The Restoration of lennier

The Failure

During an attempt to build PHP on lennier, the load began to ramp up to 20 or so. I could not gain any information from the system as it was nearly unresponsive (I had an xload process running, which displayed the system load) so I had to reboot it. Once it was rebooted, I found that there were some errors with one of the two disks that comprised the main volume group. I restarted the build in order to try to recreate the problem. After the build completed, there was an error stating that the journal could not be written to, a rather serious problem.

Backing Up

I first rebooted in single-user mode and ran pvmove in order to remove the problematic disk from the volume group. Once that was done, I performed an rsync command to back up the data directory. The data directory contained my home directory and project files so it was of primary concern. The other part of the volume group contained the root directory of the system installation.

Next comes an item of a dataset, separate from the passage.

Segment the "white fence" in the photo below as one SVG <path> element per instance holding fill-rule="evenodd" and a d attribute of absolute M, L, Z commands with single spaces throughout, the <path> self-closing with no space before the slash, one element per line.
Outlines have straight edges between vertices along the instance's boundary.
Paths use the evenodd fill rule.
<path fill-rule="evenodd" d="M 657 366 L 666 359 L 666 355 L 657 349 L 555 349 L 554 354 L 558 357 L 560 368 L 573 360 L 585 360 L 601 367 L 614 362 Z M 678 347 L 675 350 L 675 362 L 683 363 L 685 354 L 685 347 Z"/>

Unfortunately, I didn't back this up.

Restoring The System

I cobbled together a system from some parts I had lying around to create a 900MHz system with 512MB of memory (it was an old E-PC motherboard and just wouldn't accept anything higher than 512MB). It may seem pretty feeble but it was replacing a 550MHz system with 128Mb of memory.

Rebuilding The Disks

I had an ATA RAID controller so I put together a few disks to replace the hard drive that had failed.

Xemacs Issues

Once I started up xemacs, I found as I expected that it was missing a lot of the modules that I normally use, for instance JDE. I normally manage emacs modules through emacs itself. I became root and started up xemacs and found one of the longstanding problems I have with the RedHat/Fedora distributions.

At some point, the engineers had decided that the ftp client's default mode should be passive. Prior to this, the command line option -p was used to turn on passive mode. When they changed the default, they did not provide an option to turn off passive mode, which causes problems with emacs when it tries to download module packages. Passive mode doesn't work with many servers.

NFS Issues

One of the most perplexing issues I had was with NFS. I suspect that part of the problem was with a dual network I had established for transitioning from one internal domain to another. I first found a problem when running amd on lennier. I found it would start up and either work with the /data tree or /home, but not both. Once I used one, I couldn't use the other. I switched to autofs and discovered that I could mount /data from beliafta and read it, but as soon as I tried to modify a directory under /data from lennier, I would get the message that beliaft was not responding. I tried adding "udp" to the mounts, but this didn't fix the problem. Since beliafta was running HP-UX 11.0, an older, unsuppoted OS, I decided to try moving the /data source directory from beliafta to hancock, a Solaris 10 system. This exhibited the same problem. Another curious twist is that copying a text file did not cause the hang, only copying binary files caused the hang. I tried booting with a 2.6.21 kernel without any success.

Because of this serious issue, I feel I can't use Fedora Core 7 on a production system yet. I'll continue to experiment with it in the hopes that the updates will fix the problem. I'll also try to recover data from the experiments in order to properly report the problem. I will need to install either Fedora Core 6 or another OS, such as RedHat AS 4 or CentOS 5.

Fedora Core 6 Downgrade

Because of the seriousness of the NFS issues, I decided to force install Fedora Core 6. I needed to get the CD drive working. For some reason though, the BIOS wouldn't recognize the CD drive. Nor, it seemed, any other CD or DVD drives I had. I was suspicious of my stock after the problems with the IDE drives, so I bought a couple of DVD drives from Logic Approach. They didn't work either. After installing the DVD drive that was brand new that I was going to install in gkar, I looked a little more closely at the BIOS. It turns out that there is an "extended system configuration" area that could be cleared. Once I cleared that the DVD drive showed up. My guess is that this is a feature that prevents someone from installing a removable drive on a "locked down" system (one that had the BIOS password set). Anyway, I was able to install Fedora Core 6.

Ah-ha! The nfs problem was due to a change in nfs. The way my configuration is set up, I have host specific home directories. I then use a common tmp directory that is linked in each host specific home directory. The result is that I have two mounts from the same exported directory. The mount options were different for the two mounts. This is apparently a no-no. Although the reference claims that this started with 2.6.18, I didn't notice a problem until 2.6.21 and 2.6.22. As soon as I started changing the mount options for those mounts, the mount hang problems went away.

Restoring MySQL

I've decided to move the MySQL database to vir.